Seguimos com o carro fazendo um barulho cada vez mais assustador. Percebemos que o freio estava piorando e começando a ficar perigoso rodar assim. Conseguimos ir devagarzinho até estacionarmos na frente ao Hotel Hernandarias, onde passamos a noite. Ufa! Tem estacionamento. O Andre deixou o carro do outro lado da rua do hotel e foi lá pedir para abrirem o portão antes de fazer o checkin. Quando voltou e engatou a marcha para dar a ré e manobrar, travou o carro todinho. O barulho fez arrepiar todos os ossinhos da coluna. Que m$%#& aconteceu? Abriram o portão e com muita calma colocamos o carro para dentro. Como chegamos depois das 21h, dificilmente conseguiríamos alguma oficina aberta aquele horário. A preocupação a essa altura era de acabar a viagem por aqui. Pensa, uma sexta-feira de noite, em uma cidade relativamente pequena, para resolver um problema com o carro que não freia, e pior… explicar tudo isso sabendo meia dúzia de palavras em espanhol. Será que as oficinas argentinas trabalham no sábado? Mas decidimos ignorar o problema por hoje, descansar e amanhã iremos atrás do conserto.
Enquanto o Andre terminava o checkin e tentava descobrir sobre o funcionamento das oficinas, sem muito sucesso, eu fui subindo com as malas para o quarto. Quando entrei, não acreditei. Três camas de solteiro e um banheiro que dava vontade de chorar. Admito que tenho um certo problema com banheiros escuros e velhos. Esse era cinza, com uma cortininha imunda no chuveiro, acompanhada de um rodo encardido, que tínhamos que usar enquanto tomávamos banho, pois o chuveiro não tinha box e nem um rebaixo no piso para a água não escorrer. Durante o banho, vinha um vento não sei de que raios de lugar, que fazia a cortina de plástico grudar na bunda durante o banho. Pensa no ódio.
Tudo que a gente mais queria hoje era uma boa noite de sono e um banho gostoso, mas como reclamar do lugar que nos salvou de uma encrenca ainda maior? Ficamos pensando no tal anjo que nos fez desistir de seguir os 400km a mais que tínhamos programado inicialmente no roteiro para hoje e escolher o hotel a 20km do lugar que estragou o carro.

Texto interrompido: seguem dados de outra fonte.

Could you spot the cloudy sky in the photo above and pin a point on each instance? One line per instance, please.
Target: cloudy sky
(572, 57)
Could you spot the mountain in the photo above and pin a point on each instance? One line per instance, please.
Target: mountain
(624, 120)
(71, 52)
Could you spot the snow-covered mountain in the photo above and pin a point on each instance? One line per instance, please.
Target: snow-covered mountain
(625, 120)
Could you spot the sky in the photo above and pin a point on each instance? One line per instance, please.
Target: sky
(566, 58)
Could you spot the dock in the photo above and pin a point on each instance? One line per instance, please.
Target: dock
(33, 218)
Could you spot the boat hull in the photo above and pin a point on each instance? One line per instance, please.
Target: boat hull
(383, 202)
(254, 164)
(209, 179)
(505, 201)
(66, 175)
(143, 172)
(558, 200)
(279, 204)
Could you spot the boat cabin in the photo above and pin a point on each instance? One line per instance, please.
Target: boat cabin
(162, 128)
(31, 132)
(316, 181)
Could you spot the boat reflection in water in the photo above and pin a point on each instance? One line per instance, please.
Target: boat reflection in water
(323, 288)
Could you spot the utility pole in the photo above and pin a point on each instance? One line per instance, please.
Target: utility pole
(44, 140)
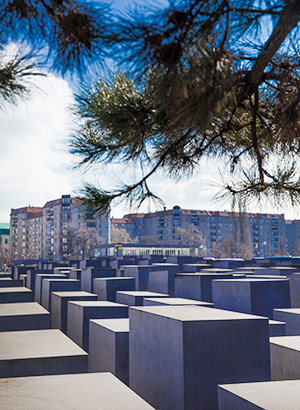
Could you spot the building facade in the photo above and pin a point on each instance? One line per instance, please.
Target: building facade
(263, 234)
(46, 232)
(4, 240)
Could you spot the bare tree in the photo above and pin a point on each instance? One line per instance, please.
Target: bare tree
(120, 235)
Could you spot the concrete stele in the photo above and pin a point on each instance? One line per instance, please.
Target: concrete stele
(285, 357)
(80, 313)
(59, 306)
(23, 316)
(109, 347)
(172, 372)
(15, 295)
(136, 298)
(39, 352)
(88, 391)
(276, 395)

Só nos restava agradecer e encarar o banheiro com 50 – horríveis – tons de cinza.
Queríamos mais é descansar, para no dia seguinte correr atrás de uma solução para algo que a gente nem fazia ideia ainda do que era. Como fizemos o seguro do carro, estávamos mais tranquilos, se precisasse levar o carro guinchado para o Brasil, não iríamos à falência. Até chegamos a contactar o rapaz que fez o seguro pra gente, que foi todo atencioso e se colocou à disposição sem pestanejar, tarde da noite. Mas resolvemos esperar e ver qual é o real problema e tentar continuar nossa viagem de carro mesmo, não de guincho.
Hoje, além de desejar uma boa noite aos viajantes, pedimos que nos desejem também. Amanhã é um novo dia.
Obs: Valores em real, com o câmbio do dia 04/01/2019.
Mais ou menos 10/1.
Nossa, ansiosa para ler os próximos hehe
Estamos um pouquinho atrasados, mas juramos de dedinho que já já colocamos o final da viagem 🙂
Obrigada por nos acompanhar, Mari!
Uaaau … Foi emocionante ler toda essa aventura . Que bom que deu tudo certo ? .
David, foi incrível, mesmo com o perrengue do carro. Foram quase 15.000 km e apenas um incidente. Viagam ma-ra-vi-lho-sa!
Ótimos textos! Esperando o final …
Obrigada pelo elogio, Rut! Estamos atrasadinho mesmo com o final, mas prometemos que amanhã entra o dia 15.